Nina was born under the bombs of World War II. Strangely, despite the fact that both her parents were devout Humanists, they still had her baptised (but not consecrated) in a church.
Nina attributes the stress of the war to the problems her family had. Her father was an accountant – a thoughtful lover of chess, but paranoid about debt and constantly moving from rental home to rental home to avoid payments. Her mother was a housewife, who suffered emotionally, and passed that suffering along physically to her children.
"I think it was very demeaning. I think women abuse in different ways than men, it was not the kind of beating where I started to bleed off, it was ‘lousing’, as we say in Bergen."
It was something of a lonely childhood: full of frequent moves and ballet recitals. Nina coped with the isolation by doing a great deal of reading. She proved herself to be a bright girl who was very obedient to her parents and never did anything wrong.
Nina left home when she was 19; a decision which hurt her mother, who didn’t want to release control of her daughter. The injury would never truly heal.
After leaving, Nina pursued higher education. Entering the academic environment, she brought her intelligence and drive with her, but she also brought something she couldn’t control: her good looks. She regularly had to fend off the gentleman’s hands that groped her thigh and other unwanted advances. When she excelled in classes, it was to the surprise of her male-dominated school, which told her that she must have a “male brain.” In 1969 she became the first Norwegian woman with a Masters Degree in Philosophy. The next year she became one of the founders of Norway’s New Feminist Movement.
Nina wrote and spoke on the subject of philosophy, and, as it became more culturally relative, on Feminist philosophy. She became quite a prolific author of both fiction and non-fiction.

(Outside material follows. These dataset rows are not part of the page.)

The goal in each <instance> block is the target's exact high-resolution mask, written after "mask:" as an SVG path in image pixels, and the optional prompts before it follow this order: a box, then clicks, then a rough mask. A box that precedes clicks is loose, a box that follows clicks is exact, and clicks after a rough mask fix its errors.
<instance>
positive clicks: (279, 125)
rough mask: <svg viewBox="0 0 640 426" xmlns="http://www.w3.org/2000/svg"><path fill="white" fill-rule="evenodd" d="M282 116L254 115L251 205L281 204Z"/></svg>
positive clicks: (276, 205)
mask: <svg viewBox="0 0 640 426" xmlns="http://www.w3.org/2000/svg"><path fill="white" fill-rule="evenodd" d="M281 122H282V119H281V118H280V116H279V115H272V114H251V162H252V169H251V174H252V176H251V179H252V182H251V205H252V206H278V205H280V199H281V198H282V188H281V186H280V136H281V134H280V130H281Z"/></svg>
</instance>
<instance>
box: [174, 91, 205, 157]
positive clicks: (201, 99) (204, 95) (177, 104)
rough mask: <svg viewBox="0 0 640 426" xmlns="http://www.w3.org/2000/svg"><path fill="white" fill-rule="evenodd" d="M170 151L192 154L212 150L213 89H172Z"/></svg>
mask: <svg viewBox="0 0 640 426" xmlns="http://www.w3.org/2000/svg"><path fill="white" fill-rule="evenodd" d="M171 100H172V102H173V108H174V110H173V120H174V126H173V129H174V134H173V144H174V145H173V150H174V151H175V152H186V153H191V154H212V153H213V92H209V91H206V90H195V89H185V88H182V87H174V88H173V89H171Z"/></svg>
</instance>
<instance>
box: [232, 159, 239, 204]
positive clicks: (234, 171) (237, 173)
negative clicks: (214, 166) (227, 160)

In her philosophical writings and thinking, Monsen began to advance the thought of "personalism". She describes her philosophy: "This is expressed in the books I have written, such as The Loving Man and The Innermost Choice. The greatest joys are in thinking, looking for correlations and patterns and getting an eye-opening experience.”"
Monsen was stunned to discover that the "person" she was describing in her philosophy was the Jesus of Christianity
In thirty years of crafting her theory of personalism, Monsen was stunned to discover that the "person" she was describing in her philosophy was the Jesus of Christianity: "Personalism is Christian thinking, and it fits faith like a glove. Faith is the hand, personalism is the glove".
As Monsen adopted the ideas of Christianity, her political and personal stances began to change. She shifted to a more conservative political stance – a lonesome position in her home country. This brought her no small amount of hatred and criticism from her countryfolk.
Monsen believes that the humanism which dominates the moral background of her country is bankrupt. She speaks from the experience of her own childhood. Reflecting on her upbringing she says that, with Humanism, there is no "sin," and without sin, there is no forgiveness. Her mother went to her grave begrudging Monsen for leaving the home at age 19. The woman had no route to forgiveness. Monsen believes the ethics which Christianity provides would be a boon to her homeland.
One of Monsen’s passions is to drive Christians to stop being complacent and to truly think. She says that Norway, nay, the world, is in a culture war – and most Christians are not truly reflecting on what they are saying or doing in this war. The rhetoric, she says, is being dominated with emotion and not with solid arguments, and Christians are doing little to help their side. Still the activist and revolutionary that she always was, Monsen strives to change this.